Electron cryomicroscopy
reaches landmark molecular resolution

by Eric Drexler on 2010/10/17

Electron microscopes can image biological macromolecules in cryogenic ice, but it shows them as low-contrast features in a grainy image (see below). Using enough electrons to reduce the graininess would first destroy the specimen.

The trick to getting enough information without frying the molecules is to image many specimens that are known to be identical, and to somehow find, align, and combine data from their images (keep in mind that these are grainy, 2D shadows of randomly oriented 3D objects). The quality of the resulting reconstruction depends heavily on the quality of the methods, and the methods are not simple.

A new report in Nature describes improved methods and a result (below) that sharpens resolution from the previous 1.3 nm to 0.66 nm. This provides about 8 times as many voxels, and gave the authors enough information to infer protein secondary structures and build a reliable atomic model of F-actin:


Sample of raw electron cryomicroscopy data, F-actin

Raw electron cryomicroscopy images,
F-actin helical assembly.


CryoEM reconstruction of F-actin

Reconstruction at 0.66 nm resolution.
(Stereo view of density isosurface with fitted C? ribbon diagram.)


“Direct visualization of secondary structures of F-actin by electron cryomicroscopy”,
Takashi Fujii, et al., Nature 467:724–728 (2010).

The authors’ method is apparently quite practical. From the article:

We have demonstrated that our cryoEM technologies now allow us to visualize the secondary structures of such thin objects as F-actin in a few days of work, including image data collection and processing and 3D image reconstruction.

In closing, they remark that

There is also room for further improvement, to reach atomic resolution. The present work offers a new opportunity to look into cellular mechanisms essential for the activities of life.

And in building nonbiological molecular machinery, of course, it’s useful to be able to see the result.


See also:

{ 7 comments… read them below or add one }

Alexander October 19, 2010 at 12:37 pm UTC

Sounds like a significant advance forward in atomic resolution imaging of molecules. Does the new method still require imaging of multiple specimens or is it able to handle just one sample?

I don’t know too much about imaging techniques but are electrons the only available way to do atomic imaging?


Hi Alexander —
For fragile biological materials, the radiation-damage limit on electron exposure achieving atomic resolution difficult, but current methods already require integration of data from many molecules of the same structure. This could do the job, in principle, provided that data from the fuzzy individual images can be aligned well enough to sum up the high-spatial-frequency diffraction signal.

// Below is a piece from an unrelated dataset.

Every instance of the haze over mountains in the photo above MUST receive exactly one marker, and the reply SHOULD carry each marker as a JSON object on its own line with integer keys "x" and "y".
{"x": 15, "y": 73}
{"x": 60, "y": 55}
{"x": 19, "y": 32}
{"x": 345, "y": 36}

It’s important to keep in mind, however, that the step from resolving 3 nm features to resolving atoms means resolving ~1000 times as many features per unit volume. The minimum necessary x-ray energy is also higher.

I should also note that “aligned well enough” is somewhat misleading shorthand: The 3D alignment of each object must be inferred before the image data can be combined, and this is a computational problem of a different order from merely aligning and superimposing 2D images.

Attaching specimen molecules to (for example) atomically precise, electron-dense nanoparticles, metal clusters, or even functional groups, if done in an atomically precise way, could potentially be a substantial aid in refining alignment.

BTW, the leading method for atomic-resolution characterization of molecular structure is based on diffraction of x-rays from molecular crystals. It’s growing the crystals that’s the problem.
— Eric

GK October 20, 2010 at 2:56 am UTC

Eric:

Do you think that magnetic resonance force microscopy MRFM holds promise for atomic scale resolution? J. Siddles and the University of Washington Quantum System Engineering group has done interesting research in this area: http://courses.washington.edu/goodall/MRFM/

I’ve followed this area for over a decade and they seem to me to have been making slow but gradual progress.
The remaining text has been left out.